At the heart of Ineris’ strategy is support for energy and ecological transition and risk management; particularly emerging risks. In addition, safety in the hydrogen sector us one of the priority issues of the Ineris 2021-2025 Contract on Objectives and Performance.
This project benefits from financing by the Public-Private Partnership on Fuel Cells and Hydrogen (FCH 2 JU) under grant agreement no. 101006751. This Public-Private Partnership has received support from the European Union’s Horizon Programme H2020 for Research and Innovation, from Hydrogen Europe, and from Hydrogen Europe Research.
Project actors and their roles
- Storengy (FR): project coordinator for all partners. Manager and operator of the storage site and of the salt cavity used for the tests.
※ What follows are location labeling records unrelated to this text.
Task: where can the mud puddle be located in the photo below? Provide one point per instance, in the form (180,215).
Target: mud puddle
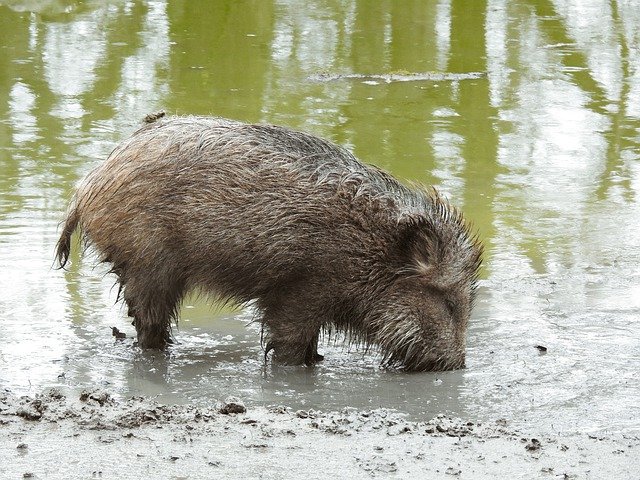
(95,436)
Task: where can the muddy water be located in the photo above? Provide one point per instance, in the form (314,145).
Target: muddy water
(541,151)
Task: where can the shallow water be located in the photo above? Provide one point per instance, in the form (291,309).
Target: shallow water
(542,153)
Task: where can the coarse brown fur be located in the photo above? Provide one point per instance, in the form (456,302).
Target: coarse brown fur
(320,241)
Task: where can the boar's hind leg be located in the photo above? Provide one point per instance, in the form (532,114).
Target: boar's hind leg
(153,304)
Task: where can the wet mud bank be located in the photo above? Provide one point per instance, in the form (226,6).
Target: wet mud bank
(59,434)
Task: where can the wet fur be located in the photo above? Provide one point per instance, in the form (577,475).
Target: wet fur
(319,240)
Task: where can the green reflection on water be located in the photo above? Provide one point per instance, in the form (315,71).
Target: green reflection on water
(541,152)
(77,77)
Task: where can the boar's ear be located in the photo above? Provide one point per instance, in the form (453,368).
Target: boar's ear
(419,243)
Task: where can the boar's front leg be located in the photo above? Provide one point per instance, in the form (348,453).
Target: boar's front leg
(293,327)
(152,301)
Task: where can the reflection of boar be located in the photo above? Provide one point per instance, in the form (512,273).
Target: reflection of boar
(320,241)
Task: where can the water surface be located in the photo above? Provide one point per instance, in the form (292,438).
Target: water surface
(541,151)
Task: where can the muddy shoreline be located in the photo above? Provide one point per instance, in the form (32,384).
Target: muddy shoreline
(59,434)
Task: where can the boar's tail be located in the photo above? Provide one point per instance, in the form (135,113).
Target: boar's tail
(63,248)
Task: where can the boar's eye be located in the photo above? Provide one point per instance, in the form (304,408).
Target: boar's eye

- Armines-École polytechnique (FR): this partner will participate in different studies as part of the HyPSTER project.
- INOVYN (UK): definition of the optimal cycle to be carried out for using the salt cavity (additions/removals of hydrogen to be consumed).
- ESK (DE): validation of compatibility of the existing infrastructure and cycling models (for natural gas) with hydrogen storage.
- Element Energy (UK): validation of the technical and financial aspect of the demonstrator in order for it to be replicated in other countries.
- Ineris (FR): risk management and environmental impact management for the demonstrator. Evaluation/definition of a regulatory framework for European development of this industry.
- Axelera (FR): monitoring of operating results in order to then share them with all partners and the scientific community. Communication, dissemination, strategic intelligence and networking with stakeholders in order to facilitate the use and reproduction of HyPSTER solutions outside of the project.